Zuweisungspraxis in Ein-Euro-Jobs rechtmäßig?

In der Schriftlichen Kleinen Anfrage Drs. 18/2756 wurde die Zuweisungspraxis der ARGE team.arbeit Hamburg hinterfragt, weil diese den rechtlichen Anforderungen nicht genügt, die in einem Urteil des Berliner Sozialgerichtes vom 18.07.2005 aufgestellt wurden. Der Senat hatte sich zum Zeitpunkt der Anfrage noch nicht mit dem Problem befasst.

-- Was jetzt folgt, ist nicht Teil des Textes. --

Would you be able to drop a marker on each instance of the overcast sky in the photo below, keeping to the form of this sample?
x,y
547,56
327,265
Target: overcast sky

Mit dem jetzt bekannt gewordenen Urteil des Landessozialgerichtes Hamburg vom 11.07.2005 (L 5 B 161/05 ER AS) hat auch das Hamburger Gericht die Zuweisungen eines ALG II-Empfängers an einen Beschäftigungsträger zur Aufnahme eines Ein-Euro-Jobs für rechtswidrig erklärt, weil sie dem Bestimmtheitsgebot nicht entspricht, dass es dem Hilfebedürftigen ermöglicht zu prüfen, ob die angebotene Tätigkeit den Voraussetzungen des § 16 Abs. 3 SGB II entspricht.

Ich frage den Senat:

Aufgrund von Auskünften der Hamburger Arbeitsgemeinschaft SGB II/team.arbeit. hamburg (ARGE) beantwortet der Senat die Fragen wie folgt:

1. Welche konkreten Angaben zum Arbeitsangebot enthält eine gebräuchliche Zuweisung in einen Ein-Euro-Job?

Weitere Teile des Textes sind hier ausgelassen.